Share this story:Share on FacebookTweet about this on TwitterPin on PinterestShare on LinkedInEmail this to someone

Money has long been a taboo subject, something that many of us seem to think is an automatic conversational no no. It’s probably not that polite to go around asking everyone how much they earn, how much debt they have and what their assets are – however, there’s no doubt that it is also useful information to have. For example, we recently blogged about how Kanye West – who is now worth millions – once had to borrow to keep the wolf from the door. That kind of information is interesting because it reminds us that we’re all actually very similar, that debt can be a stepping stone and all of us have the potential to reach our financial goals. So, it’s very interesting when the BBC One series, Britain’s Spending Secrets, comes along a shines a bright light on how we spend our cash.
luxury lifestyle

Emotions and spending

Britain’s Spending Secrets was hosted by Points of View presenter Anne Robinson and was relentlessly investigative into the spending habits of both the mind-blowingly rich and those with barely two pennies to rub together. What was interesting about the programme was the way that most of us make spending decisions that are often based more on emotion rather than logic. In the programme we saw helicopter commutes and mansions, as well as people living in the woods with nothing. There were interesting contrasts – the self made millionaire with the flash cars and houses who refused to send his kids to a fee paying school, for example. And the hippies searching supermarket bins for their dinner. Where were they finding their next meal from? Not Tesco or Lidl, but Waitrose. The programme shone a light on how so many of our spending decisions have an emotional motivation – but what are our blind spots?

Adverts – advertising is, of course, designed specifically to get us to spend money and unfortunately it’s very good at that. Next time you’re watching TV look out for the number of emotional triggers that each advert contains, whether it’s trying to get you to donate to charity or convincing you that a certain soft drink will help you find a life partner.

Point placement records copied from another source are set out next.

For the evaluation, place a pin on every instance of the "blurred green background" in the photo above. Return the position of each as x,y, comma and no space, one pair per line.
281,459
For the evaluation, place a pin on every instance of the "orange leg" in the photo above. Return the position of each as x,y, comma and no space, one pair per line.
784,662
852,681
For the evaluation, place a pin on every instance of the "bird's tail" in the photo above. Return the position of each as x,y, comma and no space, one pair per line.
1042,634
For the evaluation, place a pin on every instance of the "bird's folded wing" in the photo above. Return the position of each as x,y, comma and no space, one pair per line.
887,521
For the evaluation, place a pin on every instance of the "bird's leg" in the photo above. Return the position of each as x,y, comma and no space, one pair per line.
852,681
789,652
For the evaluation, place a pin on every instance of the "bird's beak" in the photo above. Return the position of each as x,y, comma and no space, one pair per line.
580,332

Adverts can be a blind spot for even the most skeptical – all it takes is that one Christmas ad or exciting celebrity endorsement and all caution is thrown to the wind.

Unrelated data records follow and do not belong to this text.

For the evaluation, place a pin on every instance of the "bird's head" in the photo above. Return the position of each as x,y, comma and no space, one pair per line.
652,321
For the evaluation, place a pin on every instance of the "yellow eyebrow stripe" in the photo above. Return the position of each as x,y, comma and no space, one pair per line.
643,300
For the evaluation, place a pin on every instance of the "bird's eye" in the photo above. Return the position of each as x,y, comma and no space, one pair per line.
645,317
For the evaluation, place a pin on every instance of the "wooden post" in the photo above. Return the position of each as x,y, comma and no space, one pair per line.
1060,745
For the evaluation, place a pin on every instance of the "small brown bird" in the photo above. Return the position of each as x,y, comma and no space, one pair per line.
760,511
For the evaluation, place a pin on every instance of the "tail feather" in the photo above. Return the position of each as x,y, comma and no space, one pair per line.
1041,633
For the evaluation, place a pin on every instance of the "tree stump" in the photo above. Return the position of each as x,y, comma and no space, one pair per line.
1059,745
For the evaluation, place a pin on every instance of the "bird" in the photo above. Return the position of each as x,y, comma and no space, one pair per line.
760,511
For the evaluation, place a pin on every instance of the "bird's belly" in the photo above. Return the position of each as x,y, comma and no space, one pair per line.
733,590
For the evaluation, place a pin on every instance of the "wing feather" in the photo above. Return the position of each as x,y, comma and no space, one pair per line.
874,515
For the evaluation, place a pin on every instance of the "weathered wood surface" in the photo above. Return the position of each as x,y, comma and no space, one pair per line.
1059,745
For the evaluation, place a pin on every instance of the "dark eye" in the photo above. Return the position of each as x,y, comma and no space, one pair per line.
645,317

Image – for many of us, wanting to improve our images and the way that others respond to us is a huge emotional shopping trigger. We will spend thousands of pounds on clothing we believe is flattering or on products we think will make us look younger/thinner/wealthier/generally more attractive. Even in times of recession we still spend out on beauty products (the UK beauty industry is one of the only sectors to have grown during the recent tough economic period) and most of us can find any number of reasons to justify a new look.

Pets – we just love our animals and we’re willing to spend big on them. Whether this comes from a sense of responsibility or a desire to spoil them to cement loyalty, most of us will spend vast amounts on pet care and pet food without a second thought (a case in point was two hippies who appeared in Britain’s Spending Secrets who would scavenge their own food from bins but insisted on buying the best fresh food for their dog).

Fear – anxiety and fear are great motivators and particularly so when it comes to making purchases. It may be a fear of missing out on a great bargain or it could be anxiety about the consequence of not owning something that we have invented to justify a purchase. Insurance is of course the most obvious purchase that we make out of a sense of fear (or, some would say, practicality) and a fear trigger often leads us to make more expensive, better quality buys.

Impulse – impulse spending is probably the most reckless of all and encompasses a whole wide range of emotional responses. You may decide that you ‘deserve a treat’ and that justifies a new purchase. Or you might have had a bad day and be shopping to cheer yourself up. You might be gloriously in love and temporarily immune to the constraints of your monthly budget or perhaps you’ve just been through a restrictive situation and you just think want to do something without considering the consequences.

Money matters are personal to us as individuals but there are some common themes, no matter where you sit on the pay scale. We all have our own emotional triggers and getting to know them can help establish better financial habits – and keep spending under control.